Thursday, April 22, 2010

I have two maps of the Iberian peninsula of Spanish provenance. The older one dates back to 1967 and the dark days of the monorchid murderer, Franco; the other is dated 1991. One of these shows the location of the ancient city of Gernika (Guernica), the other doesn't acknowledge the city's existence. I needn't bother to say which of the two is the true representation.
I was reminded of this while watching a programme on maps on BBC4. The series on cartography explains how maps were produced for political and propaganda purposes and were used as indicators of status and power. It made me wonder how well Israeli cartographers are coping in mapping a nation whose borders are elastic, and whose land mass includes territory claimed by Israel, but not recognised as Israeli by other nations. "Hold it, lads, here comes an update."
I also thought of all the extant nations that did not exist when I was born. Israel, Pakistan, Bangla Desh, Mali, Burkina Fasso, Vietnam, Taiwan, etc., etc. There are countries that didn't exist when my kids were at school; Eritrea, Moldova, Slovakia, Croatia. I believe Montenegro's a sovereign nation these days, but I'm not certain about that.
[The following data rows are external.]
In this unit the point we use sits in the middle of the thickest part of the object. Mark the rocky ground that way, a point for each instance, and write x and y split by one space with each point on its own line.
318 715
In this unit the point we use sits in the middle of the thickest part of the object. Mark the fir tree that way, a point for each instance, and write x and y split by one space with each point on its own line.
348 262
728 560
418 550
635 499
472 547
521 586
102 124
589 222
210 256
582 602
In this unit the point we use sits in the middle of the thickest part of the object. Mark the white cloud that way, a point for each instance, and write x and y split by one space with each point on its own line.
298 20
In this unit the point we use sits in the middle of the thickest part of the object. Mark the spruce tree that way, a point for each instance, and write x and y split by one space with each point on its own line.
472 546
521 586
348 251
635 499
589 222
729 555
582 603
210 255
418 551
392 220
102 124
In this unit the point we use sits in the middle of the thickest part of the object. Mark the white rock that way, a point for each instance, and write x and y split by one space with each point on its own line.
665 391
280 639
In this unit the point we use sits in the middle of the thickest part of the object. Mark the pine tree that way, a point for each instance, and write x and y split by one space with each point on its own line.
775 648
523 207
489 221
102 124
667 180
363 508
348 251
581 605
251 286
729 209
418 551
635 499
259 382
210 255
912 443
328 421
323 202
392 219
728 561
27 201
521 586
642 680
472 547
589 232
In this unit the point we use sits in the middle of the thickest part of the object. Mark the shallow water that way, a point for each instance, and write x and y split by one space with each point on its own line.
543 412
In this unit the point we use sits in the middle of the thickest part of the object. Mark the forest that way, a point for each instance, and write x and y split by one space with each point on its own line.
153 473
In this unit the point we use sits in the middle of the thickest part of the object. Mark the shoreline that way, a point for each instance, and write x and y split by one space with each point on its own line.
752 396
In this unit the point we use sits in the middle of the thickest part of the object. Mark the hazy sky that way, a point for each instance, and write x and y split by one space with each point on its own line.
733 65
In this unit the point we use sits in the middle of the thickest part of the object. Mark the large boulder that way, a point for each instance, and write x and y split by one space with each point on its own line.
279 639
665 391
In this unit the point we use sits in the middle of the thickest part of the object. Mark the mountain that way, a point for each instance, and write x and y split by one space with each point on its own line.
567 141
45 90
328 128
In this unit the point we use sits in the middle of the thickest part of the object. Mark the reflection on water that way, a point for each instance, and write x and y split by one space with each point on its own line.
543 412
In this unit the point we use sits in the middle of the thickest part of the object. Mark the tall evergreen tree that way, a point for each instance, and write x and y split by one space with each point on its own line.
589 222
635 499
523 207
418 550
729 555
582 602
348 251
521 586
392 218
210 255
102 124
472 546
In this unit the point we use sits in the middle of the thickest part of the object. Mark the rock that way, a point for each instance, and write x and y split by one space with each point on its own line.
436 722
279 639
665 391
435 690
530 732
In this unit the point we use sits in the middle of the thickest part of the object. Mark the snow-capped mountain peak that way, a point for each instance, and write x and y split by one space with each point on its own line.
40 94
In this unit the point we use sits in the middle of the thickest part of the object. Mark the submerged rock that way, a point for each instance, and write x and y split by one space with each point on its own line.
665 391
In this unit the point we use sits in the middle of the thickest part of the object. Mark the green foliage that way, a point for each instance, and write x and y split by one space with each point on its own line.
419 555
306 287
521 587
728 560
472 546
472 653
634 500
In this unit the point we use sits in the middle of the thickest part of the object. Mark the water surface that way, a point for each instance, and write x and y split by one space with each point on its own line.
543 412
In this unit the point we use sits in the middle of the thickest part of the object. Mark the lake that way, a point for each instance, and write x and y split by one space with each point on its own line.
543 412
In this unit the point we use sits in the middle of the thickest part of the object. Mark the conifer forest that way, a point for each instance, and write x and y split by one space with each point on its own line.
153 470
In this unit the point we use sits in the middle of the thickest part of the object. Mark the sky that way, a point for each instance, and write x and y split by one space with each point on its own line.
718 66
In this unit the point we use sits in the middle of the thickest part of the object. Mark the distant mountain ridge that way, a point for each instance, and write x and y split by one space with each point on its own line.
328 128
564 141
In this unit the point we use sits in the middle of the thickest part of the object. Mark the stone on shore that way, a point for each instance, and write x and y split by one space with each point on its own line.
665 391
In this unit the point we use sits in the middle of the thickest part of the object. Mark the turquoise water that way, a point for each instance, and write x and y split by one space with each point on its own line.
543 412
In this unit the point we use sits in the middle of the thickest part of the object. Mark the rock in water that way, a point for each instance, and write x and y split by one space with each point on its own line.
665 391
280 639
Then there's the "Former Yugoslav Republic of Macedonia", whose name is the product of a Greek nightmare.
When my parents were in their infancy there was no Iraq, Kuwait, Jordan (or Transjordan) Czechoslovakia, Yugoslavia. So the cartographers will never be out of work, but how they must be praying for a less disputatious world population.
Countries come and go, and borders shift back and forth. I recall reading in one of Eric Hobsbawm's works that it was possible for an individual living in some district in the Carpathians in the late 19th and early 20th centuries to have been a denizen of five different countries without ever leaving their birthplace. Some borders are just lines on a map. So there was a pub on the border of Northern Ireland and the Republic which straddled the border. As closing time came in one local authority the patrons would move to the other end of the room and carry on drinking legally.
Then there was the bloke whose house straddled the border between Russia and Poland. He was ordered to claim citizenship of one or the other. He chose Poland, and when asked to explain his choice, said he couldn't stand the Russian winters.

2 comments:

r.s. said...

"Then there was the bloke whose house straddled the border between Russia and Poland. He was ordered to claim citizenship of one or the other. He chose Poland, and when asked to explain his choice, said he coudn't stand the Russian winters."

LMAO

Jemmy Hope said...

Your post brought my attention to the misspelling of "couldn't", r.s. I've sneakily corrected it.
Also I've learned the meaning of LMAO after looking it up.